J’ai vu hier monsieur Raymond [Gallimard] qui était de passage à Paris. Nous avons parlé de la « Pléiade », et avons, entre autres, examiné la question du papier « bible », question qui devient pour nous assez inquiétante. Voici pourquoi : la plupart des usines françaises qui fabriquent ce papier sont réquisitionnées par l’État pour des besoins de la défense nationale et n’acceptent actuellement aucune commande. Nous pensons, Raymond et moi, que dans ces conditions nous obtiendrons certainement l’autorisation d’importer soit du papier belge, soit du papier anglais. Pour cela votre concours nous sera précieux, je dirais même indispensable. Voudriez-vous vous occuper de cette question qui devient pour nous urgente, en vous informant auprès des fabricants (ou représentants) belges ou anglais, en nous adressant des échantillons divers de ce que l’on peut obtenir, et en nous informant quant à la possibilité d’envoyer ce papier en France. Il s’agirait d’une commande de 3.000 rames environ du papier de 38-39 grammes. / Je compte donc sur vous, et vous serais très obligé de vouloir bien vous occuper de cette question d’urgence. / J’étais ravi d’apprendre que Pierre [Verbeke] était démobilisé. Espérons qu’on ne l’appellera plus. Moi – toujours soldat. Claude Gallimard est dans les Transports. Michel [Gallimard] dans l’aviation, mais pas exposé – Claude non plus). Savez-vous que Michel est fiancé avec une Anglaise (ou Américaine, je ne sais au juste) et qu’il va se marier très prochainement ? Voici les nouvelles. La vie est bien pénible. On attend… quoi ?

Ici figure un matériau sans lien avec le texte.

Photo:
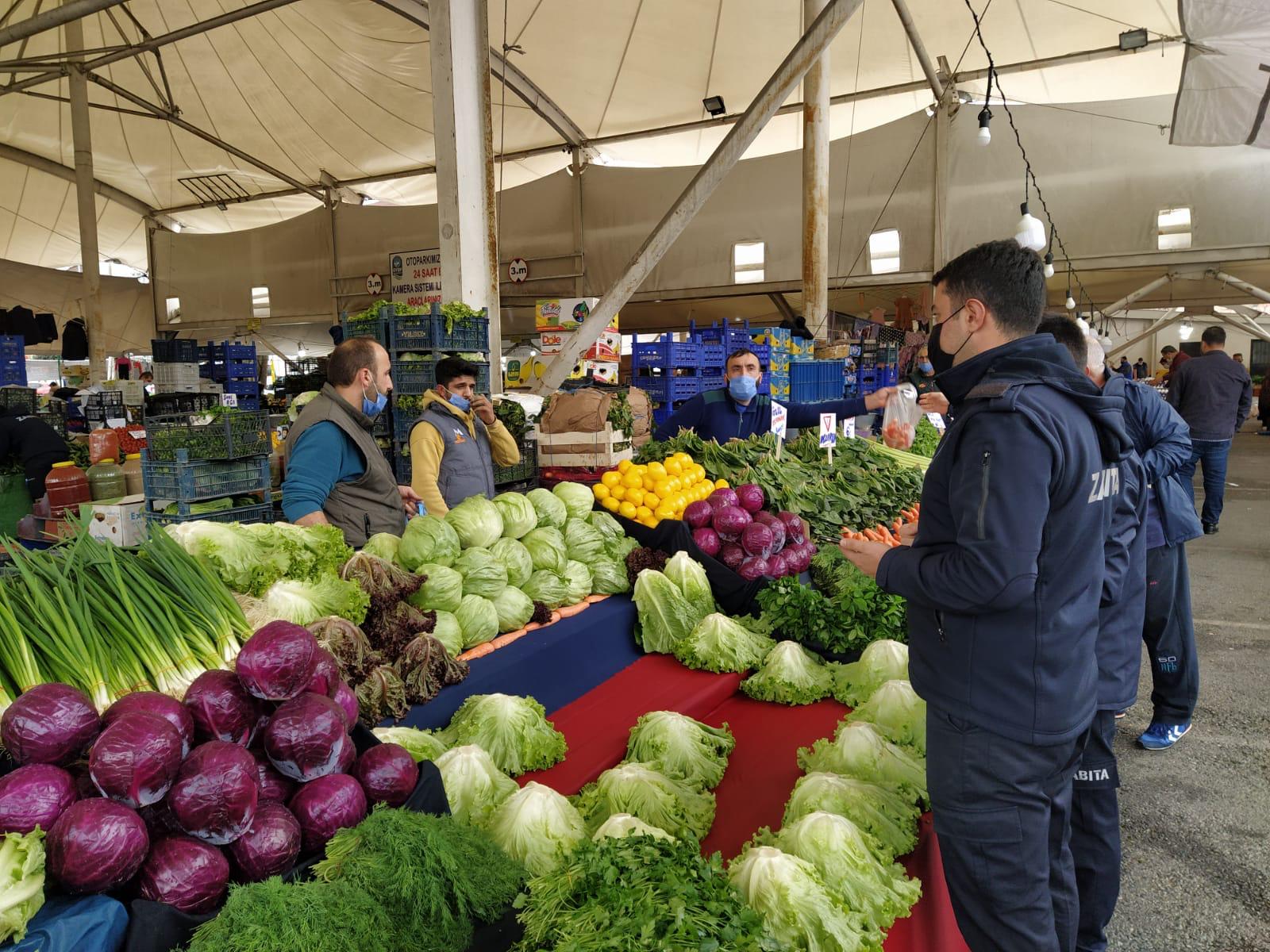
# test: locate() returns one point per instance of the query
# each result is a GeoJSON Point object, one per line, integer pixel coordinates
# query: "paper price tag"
{"type": "Point", "coordinates": [780, 419]}
{"type": "Point", "coordinates": [829, 429]}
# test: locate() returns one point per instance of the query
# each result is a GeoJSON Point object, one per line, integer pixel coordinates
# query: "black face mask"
{"type": "Point", "coordinates": [940, 359]}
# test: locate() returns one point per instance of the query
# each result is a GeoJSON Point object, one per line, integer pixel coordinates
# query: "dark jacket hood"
{"type": "Point", "coordinates": [1039, 361]}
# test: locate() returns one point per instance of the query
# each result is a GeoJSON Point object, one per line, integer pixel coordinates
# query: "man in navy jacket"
{"type": "Point", "coordinates": [1003, 583]}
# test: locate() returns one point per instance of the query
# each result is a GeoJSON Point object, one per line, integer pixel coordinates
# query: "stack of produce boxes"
{"type": "Point", "coordinates": [207, 465]}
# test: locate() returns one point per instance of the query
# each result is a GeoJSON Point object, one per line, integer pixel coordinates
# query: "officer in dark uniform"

En janvier 1940, Jacques Schiffrin, réformé temporaire en raison d’une maladie pulmonaire, est rendu à la vie civile. Il décide alors de rejoindre avec sa femme Simone et son fils André les personnels de la NRF repliés dans la Manche, dans une propriété familiale des Gallimard. Il s’installe à Sartilly puis dans une auberge plus agréable de Saint-Jean-le-Thomas. De là, il veillera sur la réimpression du Journal d’André Gide, confiée cette fois à l’Imprimerie Union. Bien que le directeur de la « Pléiade » reste jusqu’à la fin du mois de décembre 1940 sur la côte avant son exil aux USA, les relations épistolaires avec les Verbeke semblent s’interrompre le 9 mai. C’est Kyriak Stameroff qui reprend contact avec l’imprimeur le 18 janvier 1941 pour demander un état des stocks de livres dans l’atelier et un inventaire du papier disponible. La « Pléiade » continuera à paraître pendant la guerre, sous la direction de Jean Paulhan, et imprimée chez Union, Floch ou Darantière.